Research Guides: Data Cleaning: Cleaning with Python

Common Functions used in Python

Pandas Functions:

pd.read_csv()
Read a comma-separated value file (.csv) into Python as a DataFrame.
pd.melt()
Spread a column so that values stored in a single column can be made into columns as well.
pd.pivot_table()
Create a spreadsheet-style pivot table as a DataFrame. The levels in the pivot table will be stored in MultiIndex objects (hierarchical indexes) on the index and columns of the result DataFrame
pd.concat()
Concatenate pandas objects along a particular axis.
pd.DataFrame.merge()
Merge DataFrame objects by performing a column-column join similar to database-style join commands.
pd.notnull()
Check a Pandas object for missing values.

Regex Functions:

re.compile()
Compile a regular expression pattern into a Python object.
re.findall()
Return all non-overlapping matches of a pattern in a string, as a list of strings.

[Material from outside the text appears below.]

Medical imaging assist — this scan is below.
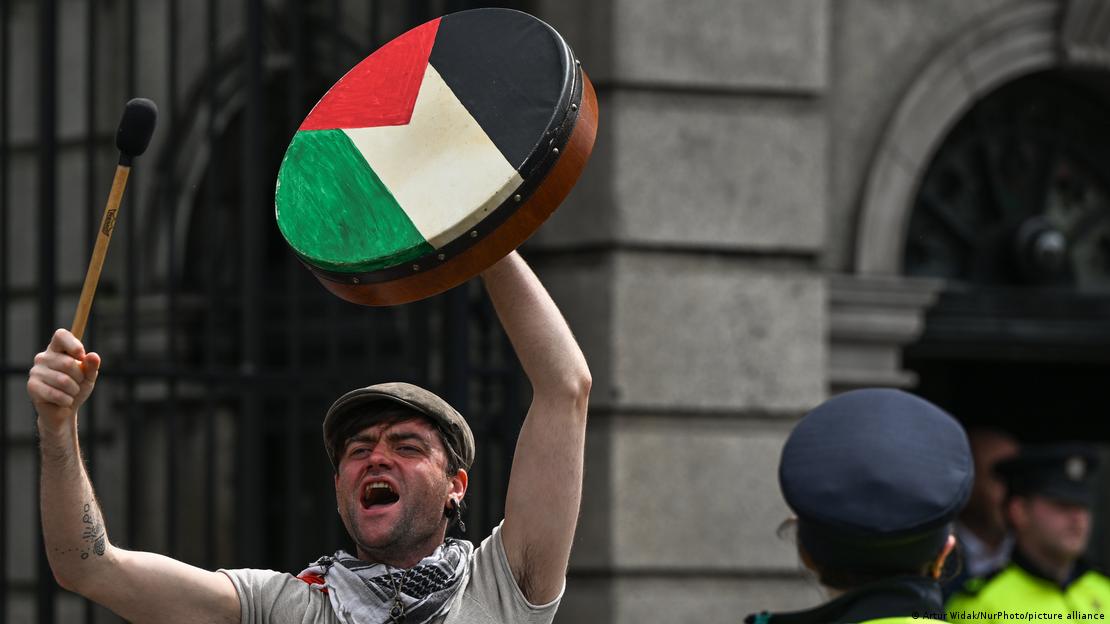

Commonly used Python Methods:

.head()
Return the first n rows in an object. The n defaults to 5.
.tail()
Return the last n rows in an object. As with .head(), the n defaults to 5.
.info()
Return information about a data frame, including the index and column data types, non-null values, and memory usage.
.value_counts()
Return an object containing counts of unique values for chosen data.
.describe()
Provides summary statistical information about chosen data.
.split()
Split each string in the chosen values based on a pattern.
.astype()
Coerce a Pandas object to a specific data type.
.apply()
Apply a function to each row or column in a data frame.
.replace()
Replace values passed to to_replace argument with specified values.
.drop_duplicates()
Return a data frame where duplicate rows have been removed from specified columns.
.fillna()
Fill in NA / NaN values using a specified method.